The Community Proxy
Finally, banker Drew Baur notes that most successful executives become best known not for their on-the-job accomplishments, but for their involvement with the community. They participate in charities and fund-raisers. This commitment "cannot be hollow," but must be sincere, according to Baur. Indeed, Baur believes it is the duty of business professionals to take an active role in their communities. He notes, however, that civic activities have the secondary benefit of increasing your standing in the business community.
The Hollywood Rule of Self-Promotion
Joel Gotler, the Beverly Hills agent I discussed earlier, belongs to the sizeable minority of top executives who believe that self-promotion is almost always good for a career. And in Hollywood, he may be right. But even Mr. Gotler and Hollywood have one limit on the extent to which you can successfully self-promote: never become bigger than the client.
When I interviewed Adam Clymer, Washington correspondent for the New York Times, he said effectively the same thing: the reporter should never be bigger than the story.
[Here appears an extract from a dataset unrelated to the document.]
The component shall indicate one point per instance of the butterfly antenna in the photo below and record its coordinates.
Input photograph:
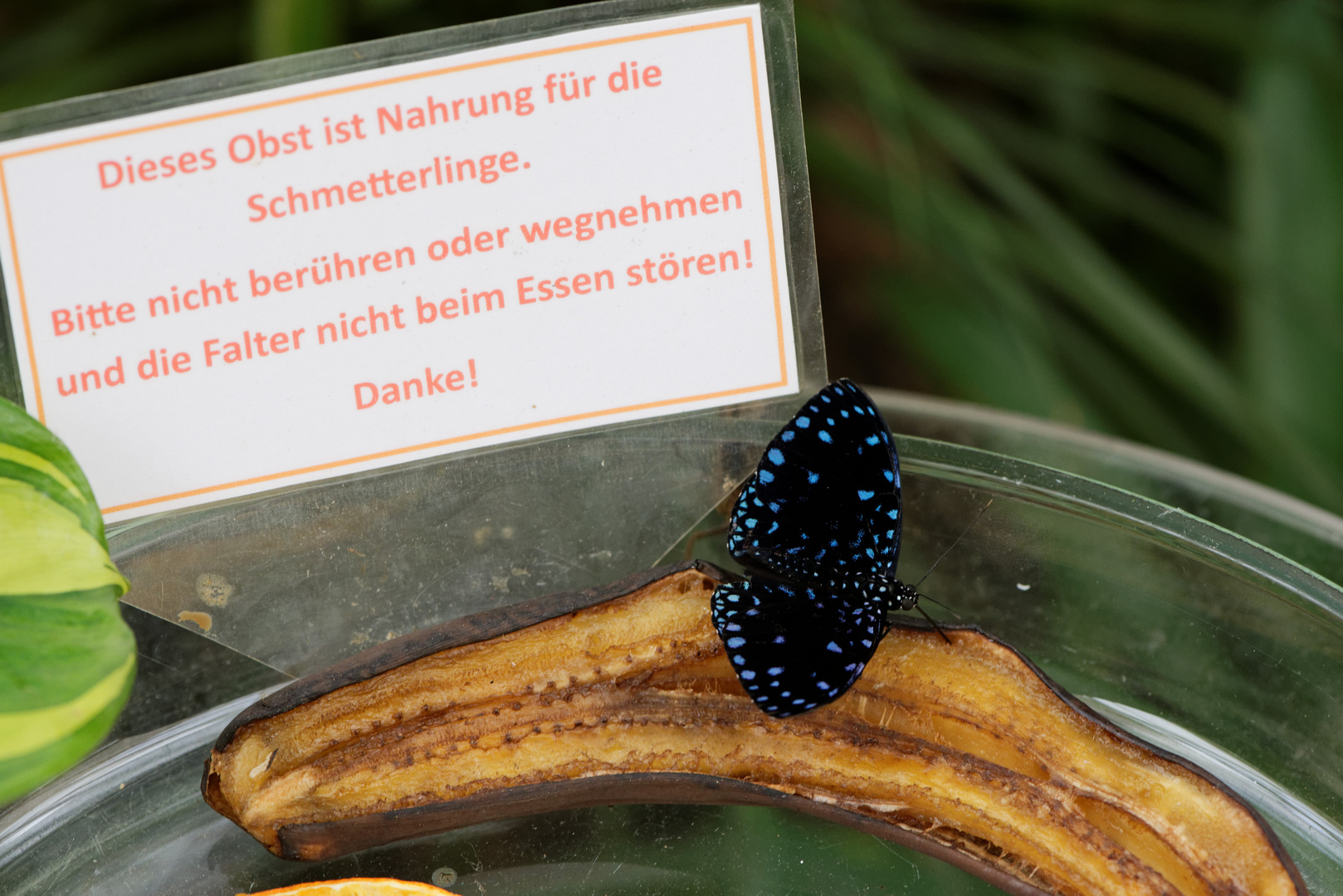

In media-centered fields like music, movies, and journalism, you can get away with more overtly self-promotional activity (jeez, look at Geraldo), but you cross the line when your self-promotion "diminishes the product," "becomes the story," or "overshadows the client." Good advice from the pro-promotion side of the court.
Rule 6: Connections Get You a First Chance, but Never a Second One
How important are connections and networking to professional success?
Important: 25 percent
Unimportant: 75 percent
A management consultant told me the following story, which captures in a nutshell the value of networking and connections to professional success. The CEO of a major company called the chairman of a prominent consulting firm. The consulting firm received an average of $4 million annually from the company that the CEO ran. The CEO asked the firm's chairman to "consider" his son for an associate's position at the consulting firm. The son had a grade point average of 3.0 and a class rank of 64 out of 150 at a mid-ranked business school. The consulting firm normally hired students from that business school only if they were in the top 10 percent of their class.
The chairman of the consulting firm was concerned that the firm could lose the company as a client unless he hired the CEO's son. He recommended to the recruiting committee that the firm lower its standards and hire the kid. There was stiff resistance to hiring him among some members of the recruiting committee, but other members of the recruiting committee did a lot of consulting work for that client and sided with the chairman. The young man got the offer.
Within six months, the young man had screwed up two projects and treated a client rudely. The consulting firm lost one client, fired the kid, and lost the father's business as well. The partners who had recommended against hiring the kid were merciless on those who had supported the hiring.
"If we had just told the CEO that his son simply did not meet our threshold requirements for associates—in very straight and objective terms—the kid would have been better off, our clients would have been happier, our partnership would have been wealthier, and we might not have lost the father's company as a client. That was the last time we played the connections game," the consultant lamented.